Politique

Prix des carburants : Sébastien Lecornu amplifie les aides sans s’avancer sur leur financement

Prix des carburants : Sébastien Lecornu amplifie les aides sans s’avancer sur leur financement

La formule a glissé des lèvres de Sébastien Lecornu au milieu de sa conférence de presse, jeudi 21 mai, à Matignon : « On n’a pas fini de subir. » Travaillée ou improvisée, peu importe. L’expression résume la situation provoquée en France par la guerre qui dure au Moyen-Orient, avec des cours du pétrole durablement accrochés au-delà de 100 dollars le baril.

Entièrement dépendant de l’étranger pour son approvisionnement en hydrocarbures, le pays n’a « pas fini de subir » la flambée de l’or noir, donc.

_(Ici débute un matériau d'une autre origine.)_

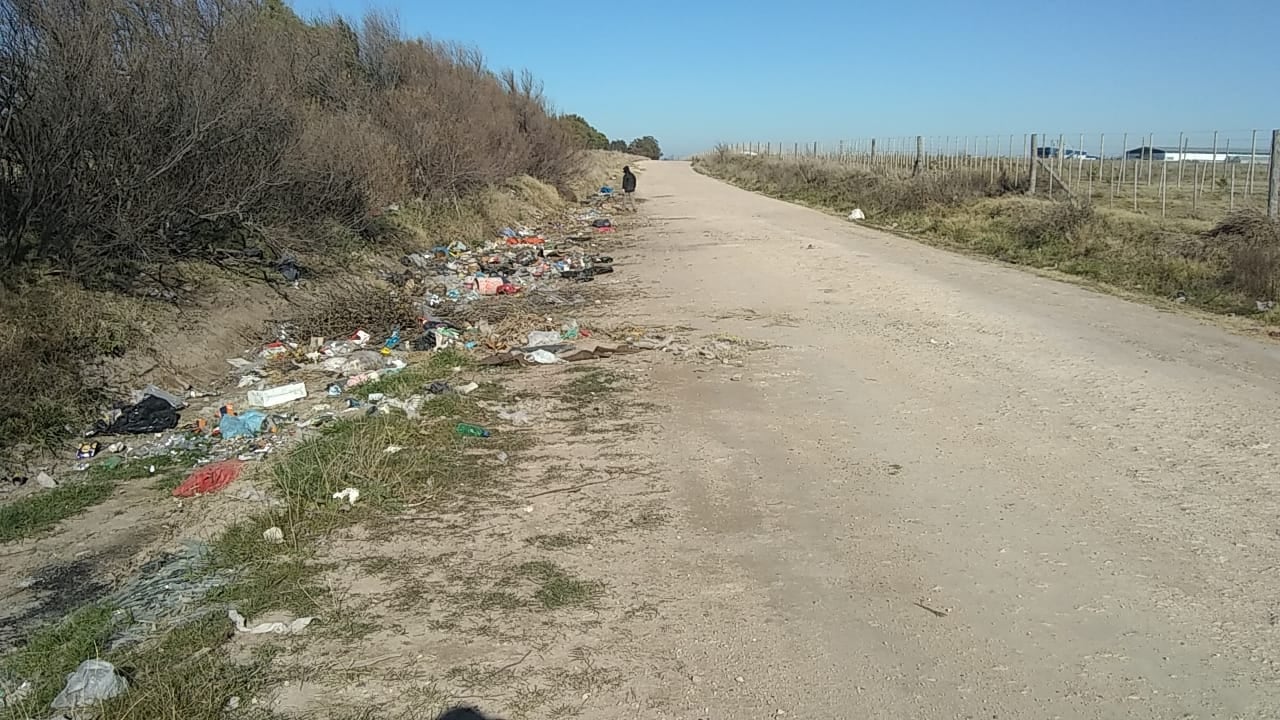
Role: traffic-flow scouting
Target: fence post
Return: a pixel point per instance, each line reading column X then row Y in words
column 1033, row 163
column 1274, row 178
column 1253, row 160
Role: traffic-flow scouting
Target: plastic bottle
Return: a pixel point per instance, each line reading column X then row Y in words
column 471, row 431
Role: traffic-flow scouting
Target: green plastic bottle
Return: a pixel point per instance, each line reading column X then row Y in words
column 471, row 431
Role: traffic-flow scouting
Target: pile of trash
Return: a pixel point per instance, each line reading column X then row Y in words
column 496, row 300
column 516, row 260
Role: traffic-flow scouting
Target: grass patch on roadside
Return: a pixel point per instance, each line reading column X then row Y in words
column 187, row 671
column 557, row 588
column 557, row 541
column 51, row 652
column 414, row 379
column 45, row 509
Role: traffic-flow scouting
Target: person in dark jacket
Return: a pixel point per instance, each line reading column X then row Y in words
column 629, row 186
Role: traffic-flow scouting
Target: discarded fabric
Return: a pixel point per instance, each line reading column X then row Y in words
column 210, row 478
column 269, row 628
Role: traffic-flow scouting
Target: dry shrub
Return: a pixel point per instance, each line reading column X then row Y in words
column 1249, row 245
column 1046, row 223
column 141, row 131
column 50, row 336
column 343, row 308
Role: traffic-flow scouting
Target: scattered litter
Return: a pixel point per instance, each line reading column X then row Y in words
column 543, row 356
column 269, row 628
column 411, row 408
column 149, row 415
column 289, row 268
column 467, row 429
column 542, row 338
column 13, row 693
column 152, row 391
column 277, row 395
column 248, row 424
column 210, row 478
column 92, row 682
column 250, row 493
column 165, row 591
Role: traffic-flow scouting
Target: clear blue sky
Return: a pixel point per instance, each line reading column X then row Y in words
column 696, row 72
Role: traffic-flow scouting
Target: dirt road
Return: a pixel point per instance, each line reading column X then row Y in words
column 950, row 488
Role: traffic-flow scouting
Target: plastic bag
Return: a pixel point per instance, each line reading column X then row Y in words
column 540, row 338
column 246, row 424
column 92, row 682
column 149, row 415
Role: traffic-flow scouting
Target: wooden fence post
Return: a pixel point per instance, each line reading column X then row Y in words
column 1274, row 178
column 1034, row 158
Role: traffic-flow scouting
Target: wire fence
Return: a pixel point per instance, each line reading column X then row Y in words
column 1182, row 174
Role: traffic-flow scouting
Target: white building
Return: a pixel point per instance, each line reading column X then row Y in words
column 1194, row 155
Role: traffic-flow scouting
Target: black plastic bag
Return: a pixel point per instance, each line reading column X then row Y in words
column 151, row 415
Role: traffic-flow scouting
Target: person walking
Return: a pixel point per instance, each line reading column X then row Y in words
column 629, row 187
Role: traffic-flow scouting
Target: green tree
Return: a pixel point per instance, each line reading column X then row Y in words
column 583, row 133
column 645, row 146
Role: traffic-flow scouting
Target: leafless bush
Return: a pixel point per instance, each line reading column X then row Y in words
column 1251, row 245
column 137, row 131
column 374, row 308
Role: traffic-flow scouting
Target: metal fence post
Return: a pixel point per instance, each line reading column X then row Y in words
column 1033, row 164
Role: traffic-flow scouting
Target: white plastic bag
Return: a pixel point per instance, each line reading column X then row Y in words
column 91, row 683
column 539, row 338
column 269, row 628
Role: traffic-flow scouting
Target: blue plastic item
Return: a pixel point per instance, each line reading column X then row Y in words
column 247, row 424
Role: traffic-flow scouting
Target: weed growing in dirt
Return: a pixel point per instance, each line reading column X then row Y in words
column 42, row 510
column 557, row 588
column 590, row 384
column 414, row 379
column 56, row 650
column 557, row 541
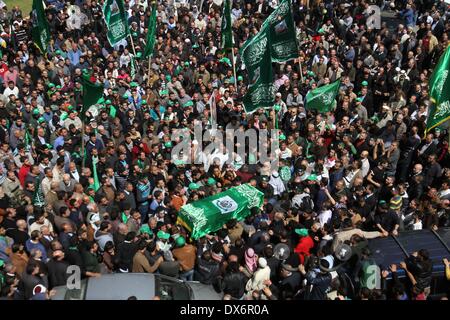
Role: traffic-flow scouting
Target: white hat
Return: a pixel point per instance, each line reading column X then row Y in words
column 262, row 262
column 39, row 289
column 95, row 218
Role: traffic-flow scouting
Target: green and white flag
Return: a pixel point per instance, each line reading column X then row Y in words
column 210, row 214
column 283, row 38
column 40, row 30
column 440, row 92
column 96, row 185
column 132, row 67
column 92, row 95
column 38, row 195
column 116, row 21
column 322, row 98
column 226, row 28
column 151, row 33
column 256, row 56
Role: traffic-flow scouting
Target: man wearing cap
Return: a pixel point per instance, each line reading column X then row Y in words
column 140, row 261
column 185, row 254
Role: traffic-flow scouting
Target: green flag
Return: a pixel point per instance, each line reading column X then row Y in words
column 38, row 196
column 283, row 38
column 112, row 111
column 256, row 56
column 226, row 28
column 322, row 98
column 115, row 20
column 132, row 67
column 40, row 31
column 28, row 138
column 210, row 214
column 92, row 94
column 440, row 92
column 151, row 33
column 96, row 185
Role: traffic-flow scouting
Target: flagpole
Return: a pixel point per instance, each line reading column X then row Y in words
column 301, row 71
column 149, row 68
column 83, row 159
column 132, row 44
column 234, row 68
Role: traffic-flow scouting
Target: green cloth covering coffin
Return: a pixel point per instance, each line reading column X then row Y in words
column 210, row 214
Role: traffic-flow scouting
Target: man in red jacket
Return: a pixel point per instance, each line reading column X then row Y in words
column 23, row 172
column 305, row 244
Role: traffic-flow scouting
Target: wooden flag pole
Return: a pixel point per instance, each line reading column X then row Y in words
column 132, row 44
column 83, row 159
column 301, row 71
column 234, row 68
column 149, row 69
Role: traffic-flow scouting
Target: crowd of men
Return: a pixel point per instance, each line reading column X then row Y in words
column 364, row 170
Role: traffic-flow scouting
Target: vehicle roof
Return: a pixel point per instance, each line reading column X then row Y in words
column 121, row 286
column 387, row 251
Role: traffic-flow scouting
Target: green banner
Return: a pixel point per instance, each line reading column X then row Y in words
column 38, row 196
column 226, row 28
column 283, row 38
column 92, row 94
column 210, row 214
column 322, row 98
column 40, row 31
column 440, row 92
column 151, row 33
column 116, row 21
column 256, row 56
column 96, row 185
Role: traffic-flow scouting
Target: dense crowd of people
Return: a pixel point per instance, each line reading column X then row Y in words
column 362, row 171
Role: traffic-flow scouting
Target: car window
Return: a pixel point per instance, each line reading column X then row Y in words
column 168, row 289
column 77, row 294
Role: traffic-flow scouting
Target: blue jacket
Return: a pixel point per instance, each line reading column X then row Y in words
column 408, row 15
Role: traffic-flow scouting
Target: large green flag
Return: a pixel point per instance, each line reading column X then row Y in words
column 96, row 184
column 440, row 92
column 210, row 214
column 132, row 67
column 151, row 33
column 38, row 195
column 92, row 94
column 226, row 28
column 256, row 56
column 116, row 21
column 40, row 31
column 283, row 38
column 322, row 98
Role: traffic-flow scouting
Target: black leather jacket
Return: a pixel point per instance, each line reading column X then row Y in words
column 421, row 270
column 234, row 284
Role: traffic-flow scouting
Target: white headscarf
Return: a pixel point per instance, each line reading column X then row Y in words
column 277, row 184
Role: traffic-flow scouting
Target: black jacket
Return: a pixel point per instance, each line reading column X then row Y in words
column 421, row 271
column 126, row 252
column 317, row 288
column 206, row 271
column 57, row 273
column 234, row 284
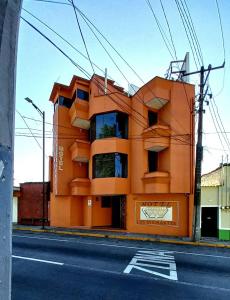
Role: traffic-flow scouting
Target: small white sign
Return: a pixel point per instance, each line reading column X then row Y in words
column 159, row 213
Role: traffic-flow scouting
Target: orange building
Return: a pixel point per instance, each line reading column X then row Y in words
column 121, row 161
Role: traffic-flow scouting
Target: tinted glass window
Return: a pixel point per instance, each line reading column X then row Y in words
column 63, row 101
column 152, row 161
column 82, row 95
column 113, row 124
column 106, row 201
column 110, row 165
column 153, row 118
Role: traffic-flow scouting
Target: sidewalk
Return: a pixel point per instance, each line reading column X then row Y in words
column 113, row 234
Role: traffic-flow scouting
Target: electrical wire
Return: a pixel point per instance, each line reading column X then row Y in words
column 192, row 27
column 169, row 29
column 187, row 32
column 216, row 124
column 221, row 28
column 61, row 37
column 163, row 35
column 29, row 130
column 87, row 19
column 82, row 36
column 79, row 67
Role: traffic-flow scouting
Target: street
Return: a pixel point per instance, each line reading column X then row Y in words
column 49, row 266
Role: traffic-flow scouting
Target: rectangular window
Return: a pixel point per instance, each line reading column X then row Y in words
column 106, row 201
column 83, row 95
column 153, row 161
column 110, row 165
column 63, row 101
column 114, row 124
column 152, row 117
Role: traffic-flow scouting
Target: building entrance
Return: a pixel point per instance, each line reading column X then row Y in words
column 209, row 221
column 118, row 210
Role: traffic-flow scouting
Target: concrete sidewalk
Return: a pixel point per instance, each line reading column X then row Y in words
column 113, row 234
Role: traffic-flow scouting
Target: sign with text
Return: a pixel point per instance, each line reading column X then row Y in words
column 156, row 212
column 162, row 213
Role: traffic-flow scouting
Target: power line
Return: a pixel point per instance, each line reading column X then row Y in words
column 61, row 37
column 184, row 22
column 87, row 19
column 193, row 29
column 29, row 130
column 221, row 27
column 170, row 33
column 220, row 123
column 54, row 2
column 86, row 73
column 82, row 36
column 164, row 36
column 212, row 113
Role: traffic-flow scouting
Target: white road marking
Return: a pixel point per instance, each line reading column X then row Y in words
column 38, row 260
column 136, row 275
column 149, row 261
column 71, row 240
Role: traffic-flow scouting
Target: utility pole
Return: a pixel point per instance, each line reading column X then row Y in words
column 9, row 24
column 42, row 113
column 199, row 148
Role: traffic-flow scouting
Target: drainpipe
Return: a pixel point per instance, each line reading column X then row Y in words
column 106, row 81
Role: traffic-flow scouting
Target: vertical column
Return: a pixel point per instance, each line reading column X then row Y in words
column 9, row 23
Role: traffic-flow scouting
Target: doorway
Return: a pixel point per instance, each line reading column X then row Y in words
column 118, row 211
column 209, row 222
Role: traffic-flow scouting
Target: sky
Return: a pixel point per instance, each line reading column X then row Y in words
column 132, row 30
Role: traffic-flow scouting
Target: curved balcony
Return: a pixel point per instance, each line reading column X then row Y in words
column 156, row 182
column 110, row 186
column 110, row 145
column 110, row 102
column 156, row 138
column 80, row 151
column 161, row 95
column 79, row 114
column 80, row 187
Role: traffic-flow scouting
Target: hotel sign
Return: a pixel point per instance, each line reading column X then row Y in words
column 162, row 213
column 155, row 212
column 60, row 158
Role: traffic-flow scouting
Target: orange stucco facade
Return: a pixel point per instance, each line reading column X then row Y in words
column 152, row 200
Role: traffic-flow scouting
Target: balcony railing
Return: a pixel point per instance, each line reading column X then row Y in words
column 156, row 138
column 79, row 112
column 80, row 151
column 80, row 187
column 156, row 182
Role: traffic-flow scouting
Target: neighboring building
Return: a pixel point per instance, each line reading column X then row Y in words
column 215, row 203
column 124, row 162
column 30, row 206
column 16, row 197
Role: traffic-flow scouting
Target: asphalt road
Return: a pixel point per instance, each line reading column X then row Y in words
column 48, row 266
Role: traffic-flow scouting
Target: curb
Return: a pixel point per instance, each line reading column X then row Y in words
column 122, row 237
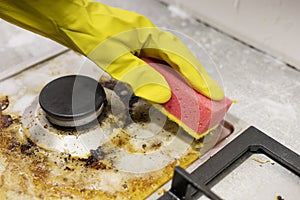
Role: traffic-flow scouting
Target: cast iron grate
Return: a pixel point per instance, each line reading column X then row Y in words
column 252, row 141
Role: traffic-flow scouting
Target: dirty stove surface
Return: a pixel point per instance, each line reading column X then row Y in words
column 267, row 92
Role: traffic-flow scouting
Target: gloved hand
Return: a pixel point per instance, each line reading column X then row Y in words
column 114, row 39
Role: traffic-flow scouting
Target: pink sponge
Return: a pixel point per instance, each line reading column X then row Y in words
column 194, row 112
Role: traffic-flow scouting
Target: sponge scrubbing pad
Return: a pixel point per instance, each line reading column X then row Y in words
column 192, row 111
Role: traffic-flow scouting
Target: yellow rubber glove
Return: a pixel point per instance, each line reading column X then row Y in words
column 114, row 39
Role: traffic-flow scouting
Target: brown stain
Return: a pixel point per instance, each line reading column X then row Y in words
column 41, row 174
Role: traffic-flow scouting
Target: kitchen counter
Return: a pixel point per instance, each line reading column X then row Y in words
column 267, row 91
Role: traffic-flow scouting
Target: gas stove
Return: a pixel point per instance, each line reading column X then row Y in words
column 45, row 157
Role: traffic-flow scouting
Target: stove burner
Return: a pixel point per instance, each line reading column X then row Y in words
column 72, row 101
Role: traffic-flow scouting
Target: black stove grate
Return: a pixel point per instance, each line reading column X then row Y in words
column 252, row 141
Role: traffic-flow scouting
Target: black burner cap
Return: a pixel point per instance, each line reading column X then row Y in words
column 72, row 97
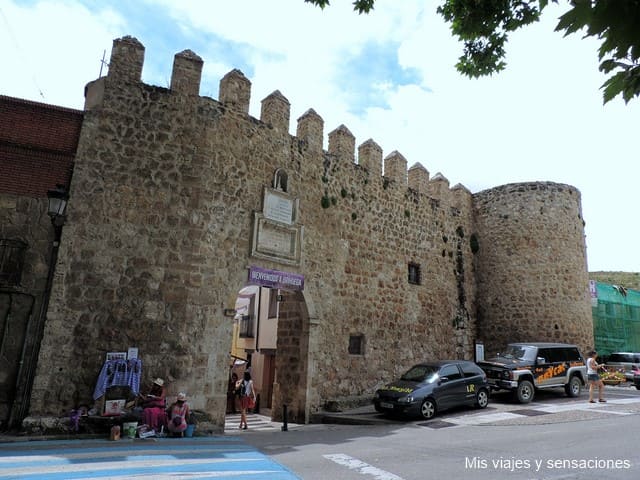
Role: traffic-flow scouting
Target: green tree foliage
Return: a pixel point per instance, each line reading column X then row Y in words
column 484, row 26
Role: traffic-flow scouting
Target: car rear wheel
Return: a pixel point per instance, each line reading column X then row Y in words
column 525, row 391
column 482, row 398
column 428, row 408
column 573, row 387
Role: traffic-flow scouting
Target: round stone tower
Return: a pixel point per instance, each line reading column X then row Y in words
column 532, row 277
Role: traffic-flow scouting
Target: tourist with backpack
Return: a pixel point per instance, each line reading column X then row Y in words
column 247, row 398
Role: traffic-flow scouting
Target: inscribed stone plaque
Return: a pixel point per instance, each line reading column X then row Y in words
column 278, row 206
column 275, row 241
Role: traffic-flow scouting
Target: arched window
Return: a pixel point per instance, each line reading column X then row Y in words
column 280, row 180
column 11, row 261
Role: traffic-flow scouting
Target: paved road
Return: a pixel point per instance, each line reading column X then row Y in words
column 262, row 451
column 194, row 458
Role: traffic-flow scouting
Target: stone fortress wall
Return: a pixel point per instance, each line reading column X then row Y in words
column 158, row 239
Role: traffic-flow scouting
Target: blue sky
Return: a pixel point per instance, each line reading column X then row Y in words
column 389, row 76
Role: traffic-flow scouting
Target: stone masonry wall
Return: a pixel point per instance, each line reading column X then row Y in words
column 158, row 240
column 532, row 273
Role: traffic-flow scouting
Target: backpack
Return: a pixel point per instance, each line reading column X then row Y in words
column 243, row 389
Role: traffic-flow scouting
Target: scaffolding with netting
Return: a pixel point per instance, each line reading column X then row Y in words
column 616, row 318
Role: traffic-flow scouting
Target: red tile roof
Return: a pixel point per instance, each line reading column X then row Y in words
column 38, row 143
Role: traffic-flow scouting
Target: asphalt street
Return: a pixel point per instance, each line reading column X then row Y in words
column 361, row 444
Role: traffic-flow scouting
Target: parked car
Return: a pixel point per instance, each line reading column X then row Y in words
column 624, row 362
column 525, row 367
column 431, row 387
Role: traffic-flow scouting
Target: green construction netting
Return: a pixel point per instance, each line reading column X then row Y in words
column 616, row 319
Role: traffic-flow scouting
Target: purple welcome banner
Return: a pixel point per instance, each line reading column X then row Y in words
column 275, row 279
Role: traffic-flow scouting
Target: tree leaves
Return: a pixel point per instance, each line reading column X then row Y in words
column 484, row 25
column 617, row 24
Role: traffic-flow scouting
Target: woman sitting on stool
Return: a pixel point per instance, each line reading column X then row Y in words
column 178, row 415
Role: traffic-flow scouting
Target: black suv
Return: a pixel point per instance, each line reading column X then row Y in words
column 525, row 367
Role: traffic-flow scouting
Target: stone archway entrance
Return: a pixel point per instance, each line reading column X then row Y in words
column 271, row 336
column 292, row 360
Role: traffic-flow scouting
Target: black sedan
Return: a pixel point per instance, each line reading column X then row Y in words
column 428, row 388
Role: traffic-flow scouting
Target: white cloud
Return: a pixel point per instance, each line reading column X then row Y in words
column 52, row 49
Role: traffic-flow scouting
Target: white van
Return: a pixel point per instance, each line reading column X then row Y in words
column 625, row 362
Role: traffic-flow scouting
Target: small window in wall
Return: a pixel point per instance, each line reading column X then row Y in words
column 356, row 345
column 273, row 303
column 246, row 326
column 414, row 274
column 280, row 180
column 11, row 261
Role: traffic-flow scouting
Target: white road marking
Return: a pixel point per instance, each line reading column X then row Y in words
column 361, row 467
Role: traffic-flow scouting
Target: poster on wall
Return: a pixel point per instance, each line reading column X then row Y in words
column 116, row 356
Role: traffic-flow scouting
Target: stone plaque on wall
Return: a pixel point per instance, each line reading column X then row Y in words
column 279, row 206
column 276, row 241
column 276, row 235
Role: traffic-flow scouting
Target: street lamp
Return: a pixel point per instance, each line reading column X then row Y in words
column 58, row 198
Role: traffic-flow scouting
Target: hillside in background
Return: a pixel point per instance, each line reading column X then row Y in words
column 626, row 279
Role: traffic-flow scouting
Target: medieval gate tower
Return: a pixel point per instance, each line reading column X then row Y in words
column 175, row 196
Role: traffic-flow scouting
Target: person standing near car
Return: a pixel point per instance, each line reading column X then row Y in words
column 594, row 378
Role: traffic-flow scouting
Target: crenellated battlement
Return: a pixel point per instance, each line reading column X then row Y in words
column 127, row 59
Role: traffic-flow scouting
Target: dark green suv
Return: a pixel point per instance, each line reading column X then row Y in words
column 525, row 367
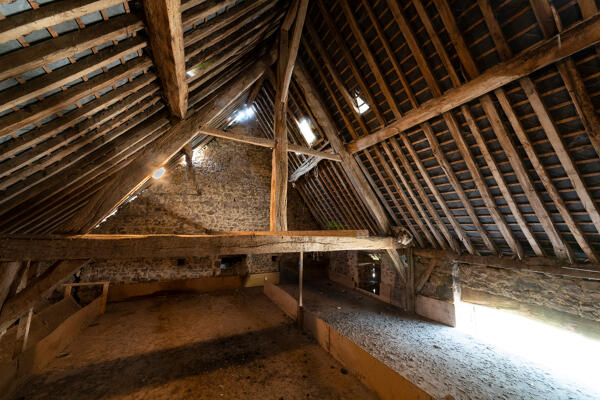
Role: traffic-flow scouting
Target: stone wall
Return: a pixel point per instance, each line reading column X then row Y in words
column 577, row 297
column 227, row 189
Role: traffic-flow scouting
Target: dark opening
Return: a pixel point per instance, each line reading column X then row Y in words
column 369, row 271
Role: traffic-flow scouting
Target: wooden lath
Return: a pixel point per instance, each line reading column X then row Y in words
column 426, row 72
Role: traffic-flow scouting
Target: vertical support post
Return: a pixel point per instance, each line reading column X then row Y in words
column 300, row 314
column 22, row 333
column 104, row 297
column 410, row 281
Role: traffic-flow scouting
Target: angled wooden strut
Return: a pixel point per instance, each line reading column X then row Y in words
column 163, row 19
column 122, row 184
column 136, row 246
column 288, row 50
column 349, row 164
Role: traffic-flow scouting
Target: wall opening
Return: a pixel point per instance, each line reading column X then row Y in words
column 369, row 271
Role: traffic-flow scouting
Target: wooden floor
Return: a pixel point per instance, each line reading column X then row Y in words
column 229, row 345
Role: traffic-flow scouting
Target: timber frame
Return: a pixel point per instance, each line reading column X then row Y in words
column 481, row 138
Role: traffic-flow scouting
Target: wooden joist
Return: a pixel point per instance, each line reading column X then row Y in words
column 36, row 55
column 59, row 101
column 572, row 40
column 140, row 246
column 543, row 265
column 349, row 164
column 269, row 143
column 288, row 50
column 49, row 15
column 128, row 180
column 165, row 31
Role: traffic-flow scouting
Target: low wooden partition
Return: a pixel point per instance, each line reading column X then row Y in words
column 387, row 383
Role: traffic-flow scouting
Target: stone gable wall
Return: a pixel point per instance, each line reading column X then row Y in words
column 227, row 190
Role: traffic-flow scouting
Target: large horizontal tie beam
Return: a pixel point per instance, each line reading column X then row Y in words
column 270, row 143
column 570, row 41
column 140, row 246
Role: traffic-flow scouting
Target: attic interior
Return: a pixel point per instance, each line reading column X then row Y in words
column 241, row 199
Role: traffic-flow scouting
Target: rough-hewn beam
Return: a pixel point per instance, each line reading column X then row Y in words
column 57, row 102
column 532, row 264
column 136, row 246
column 158, row 153
column 36, row 290
column 165, row 31
column 572, row 40
column 49, row 15
column 264, row 142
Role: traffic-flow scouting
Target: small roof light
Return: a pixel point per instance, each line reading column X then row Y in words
column 159, row 173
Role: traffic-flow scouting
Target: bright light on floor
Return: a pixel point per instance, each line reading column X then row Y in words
column 567, row 354
column 158, row 173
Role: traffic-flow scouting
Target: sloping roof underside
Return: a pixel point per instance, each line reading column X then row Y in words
column 71, row 118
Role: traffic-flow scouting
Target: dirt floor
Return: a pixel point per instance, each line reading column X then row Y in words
column 228, row 345
column 439, row 359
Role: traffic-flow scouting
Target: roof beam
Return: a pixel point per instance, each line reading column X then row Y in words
column 49, row 15
column 136, row 246
column 165, row 31
column 572, row 40
column 288, row 50
column 128, row 180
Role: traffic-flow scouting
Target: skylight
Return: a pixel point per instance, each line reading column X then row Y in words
column 242, row 115
column 361, row 106
column 306, row 131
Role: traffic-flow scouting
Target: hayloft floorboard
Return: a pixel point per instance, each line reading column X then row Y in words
column 438, row 359
column 227, row 345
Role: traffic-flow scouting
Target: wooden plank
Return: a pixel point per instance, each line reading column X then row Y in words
column 36, row 55
column 36, row 290
column 501, row 182
column 542, row 265
column 455, row 183
column 572, row 40
column 142, row 86
column 472, row 71
column 349, row 164
column 49, row 15
column 425, row 199
column 140, row 246
column 165, row 31
column 128, row 180
column 462, row 235
column 102, row 122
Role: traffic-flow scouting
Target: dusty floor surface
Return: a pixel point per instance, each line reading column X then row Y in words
column 228, row 345
column 439, row 359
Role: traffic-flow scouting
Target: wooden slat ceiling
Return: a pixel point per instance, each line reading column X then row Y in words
column 514, row 172
column 80, row 96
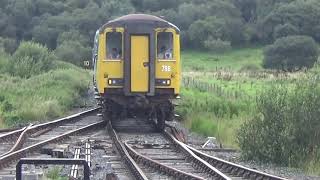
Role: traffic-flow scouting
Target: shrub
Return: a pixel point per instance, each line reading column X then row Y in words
column 40, row 97
column 217, row 45
column 291, row 53
column 9, row 45
column 31, row 59
column 286, row 131
column 73, row 52
column 4, row 61
column 249, row 67
column 285, row 30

Et l’Etat n’a « pas fini de subir » l’impact financier de cette crise. Pour soutenir une économie flageolante, le premier ministre s’est résolu à prolonger et élargir un peu les aides aux professionnels touchés par la hausse des carburants. Sans sortir cependant du principe des mesures ciblées, ni changer complètement d’échelle, faute de moyens financiers. Et avec un flou total sur le financement de ce plan, désormais évalué entre 1,2 milliard et 1,7 milliard d’euros sur l’année.

Une certitude, pour le gouvernement : trois mois bientôt après le déclenchement de l’offensive israélo-américaine en Iran, il n’est plus possible de croire à une guerre courte et un retour rapide des cours du pétrole et du gaz à leur niveau antérieur. « Cette guerre va durer, soit de manière froide, comme actuellement, soit avec une reprise des frappes », estime Sébastien Lecornu, ancien chef des armées.